Your timely reply almost makes me wish I had attended Georgia Tech- so you could more accurately call me a "ramblin' wreck". Not an engineer, but passed SMAW all positions to ASTM and API codes and know just enough of metallurgy (both ferrous and non-ferrous metals) to be considered "dangerous". Almost makes me wish I had attended college after HS, instead of enlisting in the USMC, but that's water gone under the bridge.

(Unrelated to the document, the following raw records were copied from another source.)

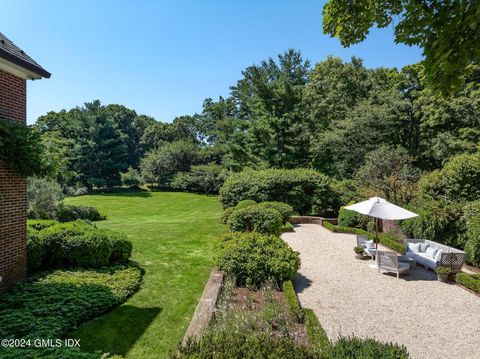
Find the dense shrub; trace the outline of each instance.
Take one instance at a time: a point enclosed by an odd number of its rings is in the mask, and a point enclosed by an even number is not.
[[[338,224],[342,227],[358,227],[367,229],[369,217],[341,207],[338,212]]]
[[[234,331],[208,331],[200,338],[190,338],[173,352],[174,359],[200,358],[282,358],[319,359],[314,349],[298,345],[291,338],[273,338],[266,334]]]
[[[189,172],[177,173],[170,185],[182,191],[218,193],[227,177],[228,172],[223,166],[210,163],[192,166]]]
[[[340,338],[328,349],[328,358],[408,359],[407,348],[374,339]]]
[[[41,230],[28,227],[29,272],[64,266],[101,267],[125,262],[132,244],[123,234],[82,222],[56,223]]]
[[[282,215],[283,224],[287,223],[290,217],[293,215],[293,208],[292,206],[282,203],[282,202],[262,202],[259,204],[260,207],[264,208],[273,208],[276,209]]]
[[[127,172],[120,173],[120,179],[122,184],[127,187],[138,186],[142,183],[140,172],[132,166],[128,167]]]
[[[467,273],[458,273],[455,277],[455,280],[458,284],[467,287],[468,289],[473,290],[480,294],[480,275],[479,274],[467,274]]]
[[[57,210],[56,218],[60,222],[71,222],[78,219],[83,219],[86,221],[101,221],[106,217],[100,214],[98,209],[95,207],[62,204]]]
[[[57,182],[30,177],[27,181],[28,218],[55,219],[63,197]]]
[[[468,203],[463,208],[463,218],[467,227],[467,262],[480,267],[480,201]]]
[[[220,243],[215,264],[235,276],[237,285],[258,287],[268,279],[278,285],[292,280],[300,267],[300,257],[275,236],[227,233]]]
[[[295,293],[295,289],[293,288],[293,284],[291,280],[287,280],[283,282],[283,294],[287,299],[288,307],[290,308],[290,313],[295,317],[295,319],[299,322],[303,322],[303,309],[300,306],[300,302],[297,298],[297,293]]]
[[[255,206],[256,204],[257,202],[255,202],[253,199],[244,199],[236,204],[235,209],[247,208],[247,207]]]
[[[425,238],[462,249],[465,223],[462,204],[448,201],[423,201],[413,208],[418,217],[404,220],[401,228],[410,238]]]
[[[35,231],[41,231],[42,229],[58,224],[58,222],[53,219],[29,219],[27,223],[27,228]]]
[[[282,228],[282,215],[276,209],[258,205],[235,209],[228,218],[232,232],[258,232],[279,235]]]
[[[418,188],[419,195],[427,199],[480,199],[480,153],[452,157],[441,170],[423,176]]]
[[[31,276],[0,295],[1,338],[63,338],[79,324],[124,302],[139,287],[138,268],[56,270]],[[2,349],[3,350],[3,349]],[[2,358],[27,358],[28,350],[11,349]],[[79,351],[36,349],[33,357],[94,358]],[[23,356],[22,356],[23,355]]]
[[[243,171],[231,175],[220,189],[224,208],[233,207],[244,199],[279,201],[288,203],[299,214],[329,212],[334,197],[330,179],[308,169]]]
[[[222,213],[222,216],[220,217],[220,223],[227,224],[228,219],[230,218],[230,215],[235,211],[235,207],[228,207],[225,208],[225,210]]]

I also appreciate brother Suponski's "thanks" to your reply. With Pulaski days (or per the syntax in Dave's first rate article covering the North East SxS Classic pages 20-21 and 22)-- maybe that's Pulaski day'?? Fourth graph, near the end-' so that us boy's could--? boy's what- baseball gloves, hockey sticks? the unneeded apostrophe here indicates possive, ditto the last line- These gal's are the best- gal's what- purses, membership cards in the Ladies Aid Society, what? I might have rewritten that as-- "so that we could go out to play- and These gals are the best (and I am sure they are, even women being involved in a man's (ok to use the possessive here Dave) sport is an conundrum to me. I could feel the battery acid breath of Sister Mary Frigidare breathing down my neck in English composition, almost here the 'swishing' of her 15" ruler- aka- "The old knuckle cracker" as she was a stickler for getting it right- every time. As are most bosses in the skilled trades, as we both know. Great article and fotos, almost (but not quite) makes me wish I lived in the Eastern Seaboard and had an interest in breaking clays as you fellows have.

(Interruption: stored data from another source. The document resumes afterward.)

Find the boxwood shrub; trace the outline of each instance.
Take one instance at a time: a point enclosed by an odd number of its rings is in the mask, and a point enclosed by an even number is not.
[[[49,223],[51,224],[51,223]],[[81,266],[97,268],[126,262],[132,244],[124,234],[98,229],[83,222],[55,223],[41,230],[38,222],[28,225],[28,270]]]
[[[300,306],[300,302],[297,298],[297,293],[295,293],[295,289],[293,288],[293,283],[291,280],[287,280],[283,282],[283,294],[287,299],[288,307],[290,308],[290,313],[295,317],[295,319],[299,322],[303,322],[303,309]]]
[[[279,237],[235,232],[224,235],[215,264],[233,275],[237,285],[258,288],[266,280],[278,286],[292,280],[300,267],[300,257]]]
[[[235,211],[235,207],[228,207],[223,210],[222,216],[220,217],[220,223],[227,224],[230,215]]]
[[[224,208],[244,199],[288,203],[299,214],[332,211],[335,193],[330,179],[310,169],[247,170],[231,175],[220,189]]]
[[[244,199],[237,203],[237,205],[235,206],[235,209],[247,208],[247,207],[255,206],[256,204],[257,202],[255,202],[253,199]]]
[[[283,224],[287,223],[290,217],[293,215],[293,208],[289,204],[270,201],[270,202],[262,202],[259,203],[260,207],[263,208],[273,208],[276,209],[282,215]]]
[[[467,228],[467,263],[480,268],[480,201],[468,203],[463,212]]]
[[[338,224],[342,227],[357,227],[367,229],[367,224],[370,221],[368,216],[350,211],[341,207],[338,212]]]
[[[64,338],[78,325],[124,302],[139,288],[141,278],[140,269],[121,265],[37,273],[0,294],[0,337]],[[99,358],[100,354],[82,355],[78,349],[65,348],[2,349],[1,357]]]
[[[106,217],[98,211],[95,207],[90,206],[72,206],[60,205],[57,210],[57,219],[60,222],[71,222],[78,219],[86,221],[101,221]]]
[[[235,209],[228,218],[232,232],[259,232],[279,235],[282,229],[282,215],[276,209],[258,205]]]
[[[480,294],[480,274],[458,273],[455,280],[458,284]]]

Often wondered about those Twists of fate- how the world might have been different if an Austrian Corporal with the Iron cross was killed by an Allied sniper instead of American poet/soldier Joyce Kilmer by a German sniper. How might the outcome of WW11 in the ETO have been if the soldier with the nervous breakdown had not been in that tent in Sicily when Patton visited- General George S. Patton Jr. logged far more hours visiting field hospitals and awarding purple hearts and other decorations for valor in combat than any other American or british field Commander in the entire during of the War in Europe.